DeSantis is painting a similarly stark choice for Republicans. He says the United States is in decline because of the Democrats’ left-wing policies, and renewal can come only if Americans choose a conservative agenda. He holds up his record in Florida as an example of what the country could be if he becomes president. “Decline is a choice,” he says, urging his audiences to choose renewal instead.
That would be fine if DeSantis were already the Republican nominee. His problem is that he isn’t, and the choice he’s posing — one between the policies of Democrats and Republicans — does not distinguish him from the other GOP hopefuls.
Does anyone think that Nikki Haley would pursue a woke, green agenda? Sen. Tim Scott (S.C.) is also saying that 2024 is a time for choosing, and he offers the similar panoply of pat conservative solutions that DeSantis proffers. Vivek Ramaswamy inveighs against woke capitalism, as well.
How does DeSantis stand out from this crowd? He doesn’t. If anyone offers “a choice, not an echo,” it’s the runaway GOP front-runner, Trump.
This is a time for choosing for Republican voters. The trouble is it’s not between Biden’s Democrats and the GOP electorate’s conservatism: It’s between Trump and any alternative.
That fact starkly shows why DeSantis is flailing: He has declined to give Republicans a choice.
Trump displays none of this hesitancy. He regularly castigates the man he’s labeled “Ron DeSanctimonious.” Trump blasts him regularly and started the campaign by running ads attacking the governor’s prior support for cutting Social Security spending. He has recently returned to that tack, reviving ads attacking DeSantis in Iowa. Trump isn’t afraid to tell GOP voters that this is a time for choosing — and that they should back him, not the boring loser from Florida.

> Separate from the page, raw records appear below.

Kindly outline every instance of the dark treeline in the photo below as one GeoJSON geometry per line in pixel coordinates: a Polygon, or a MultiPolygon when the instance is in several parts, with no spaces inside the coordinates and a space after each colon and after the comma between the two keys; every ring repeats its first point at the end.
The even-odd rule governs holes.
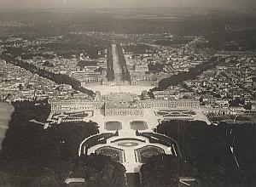
{"type": "Polygon", "coordinates": [[[38,68],[34,65],[29,64],[27,62],[25,62],[23,60],[15,60],[14,58],[10,58],[8,55],[2,55],[2,58],[5,60],[8,63],[12,63],[15,65],[18,65],[21,68],[24,68],[25,70],[30,71],[32,73],[36,73],[38,76],[48,78],[57,84],[68,84],[72,86],[72,88],[75,90],[79,90],[82,93],[86,94],[87,95],[93,97],[94,92],[86,89],[85,88],[81,87],[81,82],[73,77],[68,76],[67,75],[63,74],[55,74],[53,72],[49,72],[44,69],[38,68]]]}
{"type": "Polygon", "coordinates": [[[146,184],[143,186],[177,186],[166,177],[166,173],[174,173],[177,167],[178,176],[195,177],[196,186],[255,186],[255,125],[209,126],[199,121],[171,121],[160,124],[157,131],[177,140],[183,156],[172,167],[166,167],[165,162],[173,164],[172,160],[175,158],[154,158],[146,163],[142,167],[146,184]],[[234,155],[230,147],[234,149],[234,155]],[[154,178],[153,173],[157,173],[158,178],[154,178]],[[153,176],[152,179],[148,176],[153,176]],[[157,185],[150,185],[150,183],[157,185]]]}
{"type": "Polygon", "coordinates": [[[80,142],[98,133],[95,122],[71,122],[44,129],[47,103],[13,103],[15,108],[0,152],[0,186],[66,186],[67,178],[84,178],[81,186],[124,186],[125,168],[109,157],[84,156],[80,142]],[[44,112],[42,112],[44,111],[44,112]]]}
{"type": "Polygon", "coordinates": [[[256,49],[256,30],[241,29],[212,32],[206,35],[212,47],[217,50],[248,51],[256,49]]]}
{"type": "Polygon", "coordinates": [[[224,61],[224,59],[218,59],[217,57],[212,57],[208,61],[203,62],[196,65],[196,67],[191,68],[189,72],[183,71],[177,75],[173,75],[168,78],[165,78],[160,81],[159,86],[154,88],[150,92],[157,90],[167,89],[170,86],[176,86],[180,82],[189,79],[195,79],[197,76],[201,75],[203,71],[214,68],[217,65],[219,65],[224,61]]]}
{"type": "Polygon", "coordinates": [[[177,187],[178,160],[171,155],[153,156],[141,167],[142,186],[177,187]]]}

Wrestling superstar Ric Flair often said “to be the man, you gotta beat the man.” Napoleon echoed the sentiment when he stated, “if you want to take Vienna, take Vienna.” DeSantis needs to recognize that the nomination is Vienna and Trump is the man: If he wants the former, he has to smack down the latter.

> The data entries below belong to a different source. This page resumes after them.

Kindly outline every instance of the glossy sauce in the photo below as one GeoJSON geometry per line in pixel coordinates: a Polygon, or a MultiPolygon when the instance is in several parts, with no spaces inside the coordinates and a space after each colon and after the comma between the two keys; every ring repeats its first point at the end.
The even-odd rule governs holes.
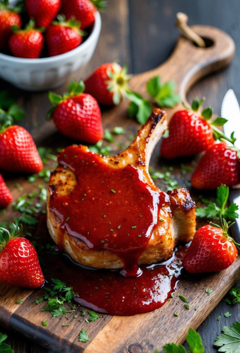
{"type": "Polygon", "coordinates": [[[114,168],[74,146],[62,152],[58,162],[76,179],[76,186],[65,196],[59,195],[59,185],[50,187],[49,209],[61,220],[60,229],[91,249],[114,252],[123,262],[122,274],[140,275],[138,258],[157,224],[159,208],[169,202],[168,196],[152,190],[139,169],[130,165],[114,168]]]}
{"type": "MultiPolygon", "coordinates": [[[[38,242],[41,239],[44,248],[49,242],[53,244],[45,216],[34,238],[38,242]]],[[[72,286],[79,296],[75,300],[81,305],[103,313],[132,315],[157,309],[172,298],[180,278],[186,249],[179,247],[171,259],[162,264],[141,266],[142,274],[136,278],[124,277],[118,271],[84,268],[58,251],[51,255],[44,250],[40,258],[46,280],[50,282],[51,278],[57,278],[72,286]]]]}

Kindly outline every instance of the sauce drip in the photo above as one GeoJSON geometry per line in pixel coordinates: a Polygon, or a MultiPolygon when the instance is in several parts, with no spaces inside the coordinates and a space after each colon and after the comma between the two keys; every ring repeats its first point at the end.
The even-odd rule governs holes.
{"type": "MultiPolygon", "coordinates": [[[[49,242],[54,244],[45,216],[35,239],[43,249],[49,242]]],[[[171,259],[161,264],[141,266],[142,274],[136,278],[124,277],[118,271],[83,268],[58,252],[51,255],[43,250],[39,258],[47,280],[57,278],[72,286],[79,296],[75,298],[77,303],[100,312],[128,316],[152,311],[171,298],[180,278],[182,259],[186,249],[179,247],[171,259]]],[[[48,283],[46,286],[49,286],[48,283]]]]}
{"type": "Polygon", "coordinates": [[[159,208],[168,201],[167,196],[151,190],[143,181],[140,170],[131,165],[114,168],[100,156],[78,146],[66,149],[58,162],[72,171],[76,178],[75,186],[64,196],[58,192],[64,185],[50,186],[49,209],[60,218],[61,229],[83,240],[91,249],[114,252],[124,263],[122,274],[139,275],[138,258],[157,224],[159,208]]]}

Reagan came to a similar realization during his own nomination battle against a Republican president. He started his 1976 challenge to incumbent Gerald Ford by offering his philosophy as the alternative, but he hesitated to violate his “Eleventh Commandment” and criticize a fellow Republican. Ford was not so reticent and attacked Reagan mercilessly.
Reagan finally made his critique of Ford’s presidency personal after he suffered five straight primary defeats. He pummeled Ford in North Carolina over his foreign policy stances, and won in an upset. He followed it up with a nationally televised address in which he made clear distinctions between himself and Ford. Reagan started winning, taking his battle all the way to the convention floor. A narrow loss set up his 1980 victory, but it also raised the question of whether he might have won in 1976 had he earnestly joined the fight earlier.
DeSantis faces his own time for choosing in the coming days. It’s not too late to beat Trump in the Republican primary, nor is it too late to reestablish his reputation as a formidable politician who has a future in national politics even if he doesn’t win this time. The stakes could not be higher.
Will DeSantis choose to try to move up to the nomination or down to the ant heap of political losers who were never heard from again on the national stage? Republican voters await his decision.